Photojournalism is a kind of photography unlike any other. It is rough, dirty and can be downright heartbreaking. This is exactly why so many people love it so much! On the spectrum of disciplines, photojournalism is probably at the opposite end of fine art. Where fine art deals with settings and objects, photojournalism deals with people and events. Photojournalism is almost exclusively candid, although you’ll also find many photos where portraits are taken for feature stories and other profiles.

So what makes a good photojournalist? Well, some of the best are photographers who take great candid shots of people in an artistic way. But in photojournalism, the image itself is more important than clarity or composition. One of the best photos ever taken was a grainy, slightly out of focus picture of a Viet Cong prisoner a second before he was executed on a busy street in Saigon. The photographer, Eddie Adams, was at the right place at the right time and his picture was shown across the world – one of the most telling images of the difficulty, strife, hardship and controversy of the Vietnam War. His image was not only great because he was at the right spot at the right time, but because his image told the world a story of suffering and ignorance in wartime.

Any editor at a any newspaper will tell you that a picture has to tell a story. It must show the thrill of victory and the agony of defeat; it must, at the very least, give information to what the story is about.
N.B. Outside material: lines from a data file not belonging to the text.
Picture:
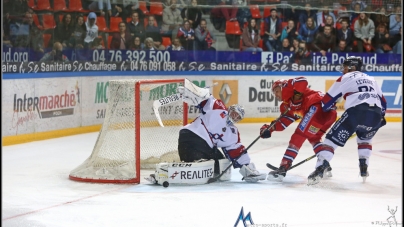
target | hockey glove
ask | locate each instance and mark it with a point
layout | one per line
(265, 132)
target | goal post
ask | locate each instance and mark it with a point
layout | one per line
(131, 138)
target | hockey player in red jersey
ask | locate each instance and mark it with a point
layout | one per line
(305, 104)
(365, 108)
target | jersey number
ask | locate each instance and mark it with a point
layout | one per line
(365, 88)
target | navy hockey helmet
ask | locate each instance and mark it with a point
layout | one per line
(235, 114)
(353, 61)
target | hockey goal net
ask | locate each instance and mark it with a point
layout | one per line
(130, 137)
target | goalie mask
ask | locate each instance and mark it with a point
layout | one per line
(235, 114)
(352, 61)
(278, 93)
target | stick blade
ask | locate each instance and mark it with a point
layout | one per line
(211, 180)
(156, 105)
(271, 167)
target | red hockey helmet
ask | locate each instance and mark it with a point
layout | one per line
(278, 83)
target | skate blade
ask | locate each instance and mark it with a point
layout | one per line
(275, 179)
(364, 179)
(328, 174)
(151, 180)
(313, 181)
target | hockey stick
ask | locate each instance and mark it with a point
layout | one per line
(168, 100)
(307, 159)
(214, 179)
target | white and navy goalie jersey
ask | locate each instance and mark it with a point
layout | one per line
(356, 88)
(211, 126)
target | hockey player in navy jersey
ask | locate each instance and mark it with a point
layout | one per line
(214, 128)
(365, 107)
(303, 103)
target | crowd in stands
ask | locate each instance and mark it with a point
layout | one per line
(337, 26)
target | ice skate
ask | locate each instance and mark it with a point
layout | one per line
(363, 169)
(319, 173)
(277, 175)
(151, 179)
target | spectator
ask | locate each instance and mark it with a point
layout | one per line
(362, 5)
(187, 36)
(192, 13)
(55, 54)
(97, 44)
(289, 32)
(176, 45)
(118, 9)
(136, 43)
(121, 40)
(204, 38)
(78, 35)
(302, 56)
(345, 33)
(103, 7)
(364, 32)
(324, 41)
(171, 20)
(153, 32)
(395, 42)
(16, 8)
(273, 29)
(380, 18)
(28, 35)
(286, 47)
(295, 44)
(342, 47)
(64, 30)
(251, 37)
(136, 28)
(6, 41)
(395, 21)
(307, 32)
(243, 14)
(323, 16)
(355, 15)
(149, 44)
(224, 12)
(91, 30)
(133, 7)
(306, 14)
(381, 40)
(330, 22)
(377, 5)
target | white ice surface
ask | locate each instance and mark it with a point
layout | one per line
(36, 190)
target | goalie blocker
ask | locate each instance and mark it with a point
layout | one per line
(188, 172)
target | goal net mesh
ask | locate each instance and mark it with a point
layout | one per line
(114, 156)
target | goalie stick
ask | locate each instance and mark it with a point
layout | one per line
(168, 100)
(214, 179)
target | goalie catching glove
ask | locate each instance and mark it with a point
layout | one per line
(265, 132)
(192, 94)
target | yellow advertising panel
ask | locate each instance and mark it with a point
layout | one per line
(227, 91)
(340, 105)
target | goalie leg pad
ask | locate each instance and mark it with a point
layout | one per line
(223, 164)
(250, 173)
(192, 94)
(185, 172)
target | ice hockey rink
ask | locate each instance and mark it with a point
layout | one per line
(36, 190)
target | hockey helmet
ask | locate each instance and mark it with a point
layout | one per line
(278, 83)
(235, 114)
(352, 61)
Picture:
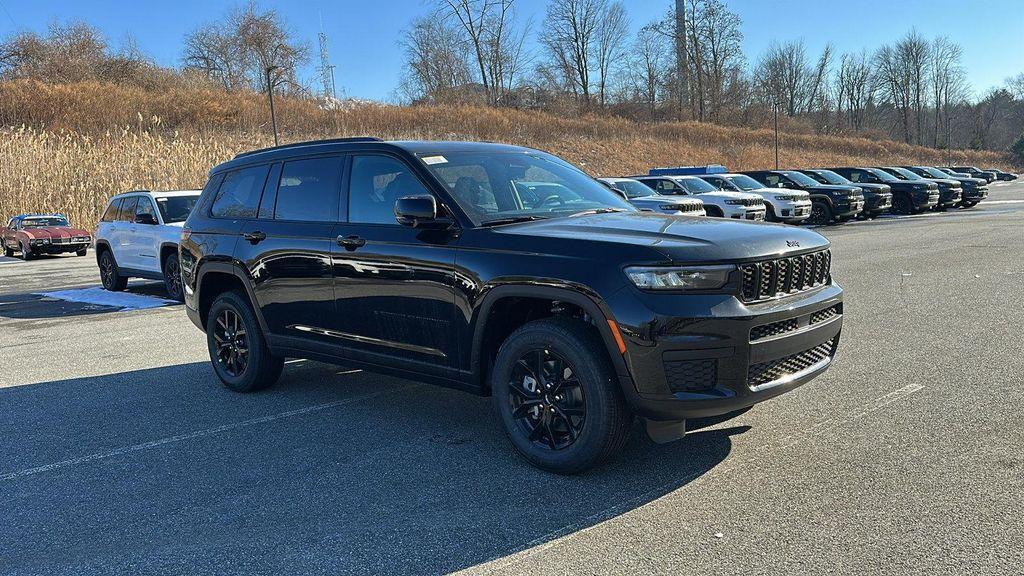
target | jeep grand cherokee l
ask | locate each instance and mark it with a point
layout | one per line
(828, 202)
(908, 198)
(571, 309)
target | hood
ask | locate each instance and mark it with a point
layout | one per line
(679, 240)
(54, 232)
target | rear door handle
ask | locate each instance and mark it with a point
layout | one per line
(254, 237)
(351, 242)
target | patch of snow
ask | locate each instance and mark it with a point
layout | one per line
(98, 296)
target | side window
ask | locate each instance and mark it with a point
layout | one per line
(375, 183)
(127, 212)
(309, 190)
(111, 213)
(144, 206)
(239, 194)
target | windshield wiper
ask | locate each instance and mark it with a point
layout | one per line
(599, 211)
(511, 220)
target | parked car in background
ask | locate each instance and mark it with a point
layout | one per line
(878, 198)
(138, 235)
(975, 171)
(950, 193)
(574, 313)
(717, 203)
(790, 206)
(644, 198)
(828, 202)
(975, 190)
(1000, 175)
(908, 198)
(33, 235)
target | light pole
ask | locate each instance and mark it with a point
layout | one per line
(269, 93)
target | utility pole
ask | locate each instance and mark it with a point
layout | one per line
(269, 93)
(775, 109)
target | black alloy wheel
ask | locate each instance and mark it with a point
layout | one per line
(172, 278)
(232, 343)
(547, 400)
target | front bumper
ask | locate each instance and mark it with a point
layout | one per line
(698, 356)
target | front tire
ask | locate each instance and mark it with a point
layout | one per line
(172, 279)
(238, 348)
(109, 274)
(557, 395)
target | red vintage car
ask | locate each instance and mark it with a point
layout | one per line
(42, 234)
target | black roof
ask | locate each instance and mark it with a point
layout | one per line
(364, 144)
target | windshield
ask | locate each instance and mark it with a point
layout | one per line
(175, 208)
(694, 184)
(905, 174)
(43, 222)
(632, 189)
(800, 178)
(830, 177)
(742, 181)
(498, 186)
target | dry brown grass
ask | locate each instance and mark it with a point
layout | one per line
(87, 141)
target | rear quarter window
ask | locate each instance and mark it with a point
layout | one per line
(240, 192)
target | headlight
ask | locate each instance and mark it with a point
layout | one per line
(680, 278)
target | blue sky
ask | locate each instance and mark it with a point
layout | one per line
(364, 36)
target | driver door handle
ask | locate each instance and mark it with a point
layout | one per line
(254, 237)
(351, 242)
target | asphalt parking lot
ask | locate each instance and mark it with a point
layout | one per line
(120, 452)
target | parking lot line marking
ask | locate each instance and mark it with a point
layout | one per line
(594, 521)
(194, 435)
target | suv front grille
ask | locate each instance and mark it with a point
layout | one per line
(769, 279)
(691, 375)
(766, 372)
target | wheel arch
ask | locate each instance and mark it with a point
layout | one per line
(484, 330)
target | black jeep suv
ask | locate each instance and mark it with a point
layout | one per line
(908, 198)
(878, 198)
(828, 202)
(503, 271)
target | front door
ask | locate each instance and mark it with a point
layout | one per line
(287, 248)
(393, 284)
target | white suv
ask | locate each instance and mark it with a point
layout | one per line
(717, 203)
(790, 206)
(137, 237)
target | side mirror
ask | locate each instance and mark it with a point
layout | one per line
(419, 211)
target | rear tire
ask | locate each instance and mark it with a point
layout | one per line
(557, 395)
(172, 279)
(109, 274)
(238, 350)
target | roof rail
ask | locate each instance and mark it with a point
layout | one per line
(309, 142)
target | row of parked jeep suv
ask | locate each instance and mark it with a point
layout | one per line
(815, 196)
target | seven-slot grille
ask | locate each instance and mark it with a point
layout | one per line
(779, 277)
(766, 372)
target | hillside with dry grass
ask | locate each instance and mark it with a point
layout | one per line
(68, 148)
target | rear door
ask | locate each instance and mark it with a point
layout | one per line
(287, 247)
(393, 284)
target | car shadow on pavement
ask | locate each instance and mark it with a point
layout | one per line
(332, 470)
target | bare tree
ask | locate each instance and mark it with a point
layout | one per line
(610, 44)
(570, 38)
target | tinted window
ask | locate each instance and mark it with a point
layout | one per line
(378, 180)
(309, 190)
(127, 212)
(176, 208)
(144, 206)
(239, 194)
(111, 213)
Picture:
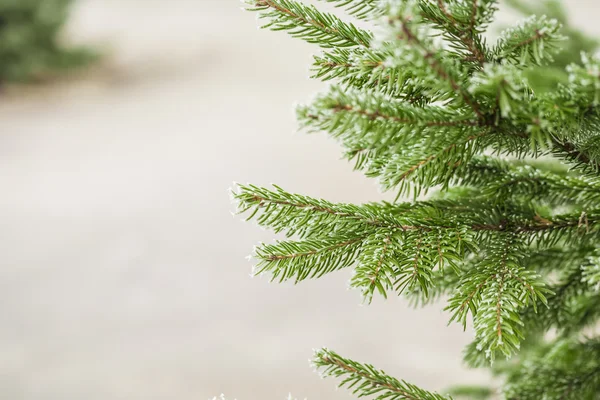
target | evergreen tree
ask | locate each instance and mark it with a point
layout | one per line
(505, 136)
(30, 48)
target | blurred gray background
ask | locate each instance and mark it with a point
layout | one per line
(123, 273)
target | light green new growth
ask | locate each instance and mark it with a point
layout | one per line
(505, 135)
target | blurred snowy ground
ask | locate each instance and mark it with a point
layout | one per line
(122, 271)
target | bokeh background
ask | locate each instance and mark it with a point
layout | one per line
(123, 274)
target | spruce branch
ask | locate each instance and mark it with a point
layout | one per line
(567, 370)
(366, 381)
(494, 293)
(402, 25)
(535, 41)
(361, 9)
(310, 24)
(310, 258)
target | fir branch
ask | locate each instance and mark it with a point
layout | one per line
(310, 258)
(567, 370)
(361, 9)
(494, 293)
(504, 180)
(406, 33)
(366, 381)
(310, 24)
(535, 40)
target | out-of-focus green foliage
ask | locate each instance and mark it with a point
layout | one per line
(30, 45)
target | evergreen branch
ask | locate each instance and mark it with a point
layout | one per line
(433, 60)
(361, 9)
(567, 370)
(494, 293)
(504, 180)
(310, 24)
(461, 32)
(311, 258)
(535, 41)
(591, 271)
(368, 69)
(366, 381)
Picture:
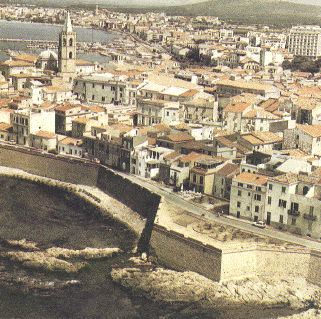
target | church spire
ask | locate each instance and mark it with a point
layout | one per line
(67, 27)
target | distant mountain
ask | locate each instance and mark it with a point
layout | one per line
(271, 12)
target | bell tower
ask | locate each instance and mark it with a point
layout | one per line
(67, 51)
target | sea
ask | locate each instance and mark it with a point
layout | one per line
(37, 31)
(52, 218)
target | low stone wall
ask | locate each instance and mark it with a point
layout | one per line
(48, 165)
(238, 263)
(283, 261)
(175, 251)
(79, 171)
(138, 198)
(314, 274)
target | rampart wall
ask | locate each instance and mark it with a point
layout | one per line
(178, 249)
(78, 171)
(172, 249)
(49, 165)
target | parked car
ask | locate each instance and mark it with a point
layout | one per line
(259, 223)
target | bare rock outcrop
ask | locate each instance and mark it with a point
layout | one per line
(168, 285)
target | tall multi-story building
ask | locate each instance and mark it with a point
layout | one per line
(305, 41)
(67, 51)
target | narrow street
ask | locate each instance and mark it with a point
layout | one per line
(242, 225)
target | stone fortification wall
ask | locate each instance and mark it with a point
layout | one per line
(283, 261)
(78, 171)
(49, 165)
(239, 263)
(138, 198)
(314, 274)
(172, 249)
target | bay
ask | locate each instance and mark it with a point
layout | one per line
(38, 31)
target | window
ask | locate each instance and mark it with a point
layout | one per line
(309, 226)
(257, 196)
(282, 203)
(305, 190)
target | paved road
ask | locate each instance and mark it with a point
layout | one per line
(197, 210)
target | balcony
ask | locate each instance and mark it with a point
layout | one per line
(294, 213)
(310, 217)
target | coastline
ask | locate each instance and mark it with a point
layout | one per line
(106, 204)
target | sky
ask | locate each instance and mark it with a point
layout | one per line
(315, 2)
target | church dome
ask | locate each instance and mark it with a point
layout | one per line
(48, 55)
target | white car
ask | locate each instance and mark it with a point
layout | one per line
(259, 223)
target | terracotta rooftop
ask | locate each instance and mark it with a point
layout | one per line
(228, 169)
(192, 157)
(5, 126)
(171, 155)
(45, 134)
(71, 141)
(17, 63)
(294, 178)
(245, 85)
(252, 178)
(26, 57)
(237, 107)
(179, 137)
(312, 130)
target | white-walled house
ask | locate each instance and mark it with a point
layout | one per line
(43, 140)
(31, 121)
(248, 193)
(305, 137)
(70, 146)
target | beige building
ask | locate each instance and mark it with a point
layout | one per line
(201, 177)
(248, 193)
(305, 41)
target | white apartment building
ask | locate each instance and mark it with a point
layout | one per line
(31, 121)
(248, 193)
(305, 41)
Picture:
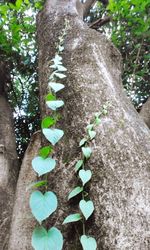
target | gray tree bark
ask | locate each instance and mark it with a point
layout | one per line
(121, 151)
(8, 160)
(145, 112)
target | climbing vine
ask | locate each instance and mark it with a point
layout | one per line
(86, 204)
(44, 204)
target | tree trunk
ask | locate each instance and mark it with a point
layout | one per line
(145, 112)
(121, 151)
(22, 221)
(8, 160)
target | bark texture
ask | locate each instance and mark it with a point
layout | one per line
(145, 112)
(121, 151)
(8, 160)
(22, 221)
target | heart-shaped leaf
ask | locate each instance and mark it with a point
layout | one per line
(55, 104)
(42, 206)
(82, 142)
(72, 218)
(43, 166)
(47, 122)
(43, 240)
(86, 152)
(56, 86)
(78, 165)
(92, 134)
(85, 175)
(37, 184)
(53, 135)
(61, 68)
(57, 59)
(59, 75)
(88, 243)
(90, 126)
(75, 192)
(50, 97)
(45, 151)
(86, 208)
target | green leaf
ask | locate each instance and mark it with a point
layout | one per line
(97, 120)
(86, 208)
(43, 166)
(43, 240)
(53, 135)
(45, 151)
(55, 104)
(78, 165)
(37, 184)
(61, 48)
(59, 75)
(48, 122)
(86, 152)
(18, 4)
(57, 60)
(56, 86)
(85, 175)
(61, 68)
(50, 97)
(72, 218)
(104, 112)
(88, 243)
(92, 134)
(42, 206)
(74, 192)
(82, 142)
(90, 127)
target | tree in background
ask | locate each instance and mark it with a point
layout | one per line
(121, 150)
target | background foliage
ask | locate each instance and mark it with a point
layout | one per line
(129, 30)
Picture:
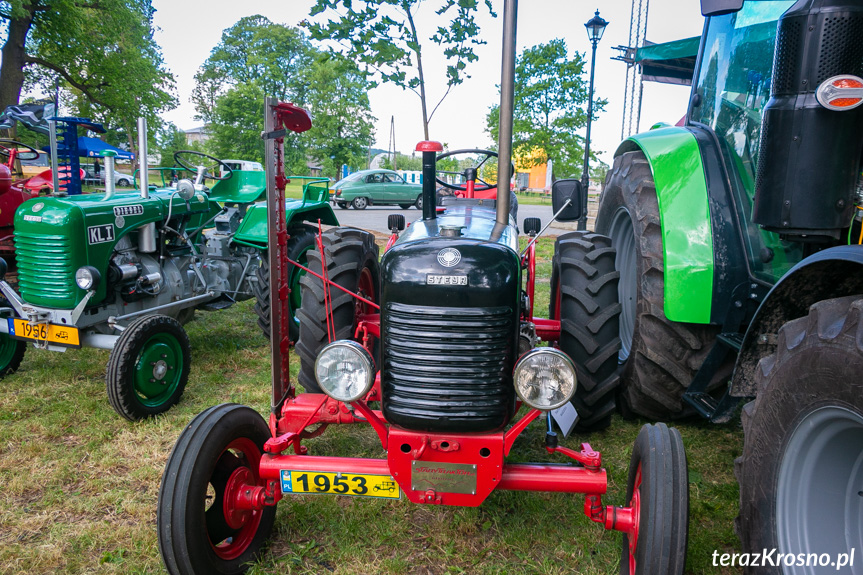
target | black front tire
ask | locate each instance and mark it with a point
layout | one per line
(659, 357)
(195, 539)
(301, 241)
(148, 367)
(799, 475)
(658, 472)
(584, 289)
(352, 262)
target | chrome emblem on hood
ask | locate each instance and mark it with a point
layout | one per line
(448, 257)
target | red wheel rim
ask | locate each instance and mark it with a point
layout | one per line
(234, 528)
(635, 504)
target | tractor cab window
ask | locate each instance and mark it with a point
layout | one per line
(733, 86)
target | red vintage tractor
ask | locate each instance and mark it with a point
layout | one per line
(441, 334)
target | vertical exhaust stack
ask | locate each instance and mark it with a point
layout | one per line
(507, 98)
(146, 233)
(109, 174)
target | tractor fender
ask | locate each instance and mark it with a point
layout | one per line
(253, 228)
(685, 217)
(832, 273)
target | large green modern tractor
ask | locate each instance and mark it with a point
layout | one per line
(741, 273)
(124, 272)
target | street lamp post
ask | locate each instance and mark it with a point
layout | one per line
(595, 27)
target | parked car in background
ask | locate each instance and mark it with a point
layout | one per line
(93, 177)
(376, 187)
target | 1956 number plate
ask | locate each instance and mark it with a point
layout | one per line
(44, 332)
(354, 484)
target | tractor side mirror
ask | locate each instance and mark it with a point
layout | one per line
(563, 190)
(720, 7)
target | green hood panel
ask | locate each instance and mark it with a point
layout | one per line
(56, 236)
(687, 237)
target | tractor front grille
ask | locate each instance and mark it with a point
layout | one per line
(46, 270)
(447, 369)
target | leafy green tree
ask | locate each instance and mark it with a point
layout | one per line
(382, 35)
(257, 58)
(342, 126)
(550, 109)
(101, 51)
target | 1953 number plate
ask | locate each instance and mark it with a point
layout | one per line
(433, 279)
(355, 484)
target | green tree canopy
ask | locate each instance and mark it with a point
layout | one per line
(257, 58)
(101, 51)
(382, 35)
(551, 97)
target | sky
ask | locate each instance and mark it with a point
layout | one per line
(189, 29)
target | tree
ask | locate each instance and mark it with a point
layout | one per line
(382, 35)
(550, 108)
(343, 124)
(101, 51)
(257, 58)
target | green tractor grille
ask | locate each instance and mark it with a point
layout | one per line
(46, 270)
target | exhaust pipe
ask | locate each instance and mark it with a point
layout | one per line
(146, 233)
(507, 97)
(109, 174)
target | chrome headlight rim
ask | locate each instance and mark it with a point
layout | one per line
(365, 358)
(522, 363)
(87, 278)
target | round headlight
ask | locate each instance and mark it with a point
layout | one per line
(545, 378)
(345, 370)
(87, 278)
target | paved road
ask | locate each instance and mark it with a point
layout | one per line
(374, 218)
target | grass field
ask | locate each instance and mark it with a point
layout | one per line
(79, 485)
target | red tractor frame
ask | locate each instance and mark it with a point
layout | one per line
(230, 468)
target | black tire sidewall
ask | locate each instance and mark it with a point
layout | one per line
(190, 467)
(120, 374)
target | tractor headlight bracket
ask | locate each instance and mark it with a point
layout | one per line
(87, 278)
(545, 378)
(345, 371)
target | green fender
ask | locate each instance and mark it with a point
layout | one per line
(684, 212)
(253, 228)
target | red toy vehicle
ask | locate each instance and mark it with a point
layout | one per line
(445, 319)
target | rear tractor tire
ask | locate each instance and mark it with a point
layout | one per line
(584, 299)
(148, 367)
(302, 239)
(658, 486)
(659, 358)
(800, 474)
(351, 257)
(200, 529)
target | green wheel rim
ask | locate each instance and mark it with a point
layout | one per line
(7, 349)
(294, 283)
(158, 369)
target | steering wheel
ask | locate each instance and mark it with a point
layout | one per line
(8, 148)
(209, 169)
(471, 174)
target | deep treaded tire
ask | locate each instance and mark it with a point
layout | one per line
(659, 358)
(584, 286)
(658, 471)
(352, 262)
(148, 367)
(220, 444)
(302, 240)
(800, 475)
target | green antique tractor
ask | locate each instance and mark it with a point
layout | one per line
(124, 272)
(741, 271)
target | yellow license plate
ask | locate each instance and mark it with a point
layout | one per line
(340, 483)
(50, 332)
Many photojournalists are hired by news agencies like the Associated Press, Getty Images, or Reuters. These agencies hire the best photojournalists and then sell their pictures to major dailies around the world. Most papers, especially in smaller communities, hire staff photographers to shoot events at the municipal/regional level. Other independent photographers (freelancers) act as their own agency and usually have a relationship with one or more publications. In any instance, the same photographic rules apply where the emphasis is on storytelling.

The demand for good images in journalism is intense and the competition is fierce. At any event (especially national and international ones) your photos will be compared to a number of images from freelancers, competing agencies and even competing local papers. Photojournalists often use digital cameras to get only the best images and a lot of them – there is little room for the uncertainties of film in a fast, deadline driven environment. Even if you come back from an event having taken one hundred images, editors will choose one (if any) to run with a story. Like any discipline, your success and exposure is dependant on your work.